The new rules on the criminalisation of money laundering were approved by 634 votes to 46, and 24 abstentions.

On cash flows, the new rules extend the definition of cash to include gold and anonymous prepaid electronic cash cards. Authorities will also be allowed to register information about cash movements below the current €10,000 threshold and to temporarily seize cash if they suspect criminal activity.

The new rules on cash flows were approved by 625 votes to 39, and 34 abstentions.

“The rules prevent criminals from financing their activities – legal or illegal – with the proceeds of illicit actions,” said Rapporteur Ignazio Corrao (EFDD, IT). “Money laundering is a dangerous crime and its harmful consequences are often underestimated. This directive adds a new important tool to fight against this crime.”

Rapporteur Juan Fernando López Aguilar (S&D, ES) stressed the need for the EU to reinforce its controls over cash entering or leaving its territory. “We have incorporated the best practices at international level to new rules and solved some deficiencies and shortcomings of the current legal framework.”

According to Mady Delvaux (S&D, LU), criminals use cash because it’s difficult to trace and easy to transfer. “With this regulation, we are strengthening the tools to combat money laundering and terrorist financing through better and faster exchange of information between authorities, as well as by adopting a more complete definition of cash.”

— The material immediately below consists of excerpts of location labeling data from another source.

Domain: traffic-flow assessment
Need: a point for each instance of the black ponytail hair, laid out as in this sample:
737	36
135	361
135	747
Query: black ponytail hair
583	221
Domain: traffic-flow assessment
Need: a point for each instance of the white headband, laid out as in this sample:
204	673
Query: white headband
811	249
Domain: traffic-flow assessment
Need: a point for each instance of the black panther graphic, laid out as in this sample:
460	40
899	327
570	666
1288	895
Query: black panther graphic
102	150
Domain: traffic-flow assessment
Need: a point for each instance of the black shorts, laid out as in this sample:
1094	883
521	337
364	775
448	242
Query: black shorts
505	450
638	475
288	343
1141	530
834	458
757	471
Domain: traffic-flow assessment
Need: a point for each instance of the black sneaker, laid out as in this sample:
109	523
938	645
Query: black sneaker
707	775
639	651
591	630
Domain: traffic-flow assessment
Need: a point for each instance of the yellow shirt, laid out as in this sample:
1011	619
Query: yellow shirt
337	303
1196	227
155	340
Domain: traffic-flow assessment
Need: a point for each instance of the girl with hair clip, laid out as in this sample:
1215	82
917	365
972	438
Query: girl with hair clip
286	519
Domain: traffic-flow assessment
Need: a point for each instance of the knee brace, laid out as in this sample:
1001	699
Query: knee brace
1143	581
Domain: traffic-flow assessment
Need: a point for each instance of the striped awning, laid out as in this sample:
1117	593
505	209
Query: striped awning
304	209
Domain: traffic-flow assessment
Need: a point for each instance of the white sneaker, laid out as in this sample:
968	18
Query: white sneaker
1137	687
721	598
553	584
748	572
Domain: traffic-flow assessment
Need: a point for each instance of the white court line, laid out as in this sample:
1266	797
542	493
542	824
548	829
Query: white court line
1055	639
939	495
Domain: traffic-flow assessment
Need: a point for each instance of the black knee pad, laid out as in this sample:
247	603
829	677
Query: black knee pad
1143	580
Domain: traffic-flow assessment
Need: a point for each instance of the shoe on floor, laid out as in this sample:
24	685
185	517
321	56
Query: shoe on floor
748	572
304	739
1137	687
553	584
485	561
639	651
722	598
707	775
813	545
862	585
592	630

Similarly, S&D Group spokesperson on economic and monetary affairs, Pervenche Berès, noted that “billions of euros are laundered every year, also due to differences in national approaches. The integrity and stability of the EU’s financial system is at stake”.

Emil Radev MEP, the EPP Group’s Spokesman on the proposal, said: “The EPP Group set the prevention of terrorism financing as one of our key priorities in the fight against terrorism. Today, we took an important step in delivering our goals. However, we made sure that while these loopholes are being addressed, better common rules are being set and information is being shared between the Member States, we won’t increase administrative burdens for EU citizens sending money from and within the EU.”

“This dossier is relevant for the security of the cash entering or leaving the Union. Our work has produced a positive result and I am proud to represent the EPP Group”, added Fulvio Martusciello, the EPP Group’s negotiator in Parliament’s Economic and Monetary Affairs Committee. “One important aspect is the fact that collecting penalties remains something to be decided by member states, however an equivalent deterrent must be constituted across the EU, forming a condition that goes against the ‘penalty shopping’ principle for criminals.”

The new measures now require formal approval by the European Council. EU member states will then have two years to implement the rules on money laundering and 30 months to apply the cash controls directive.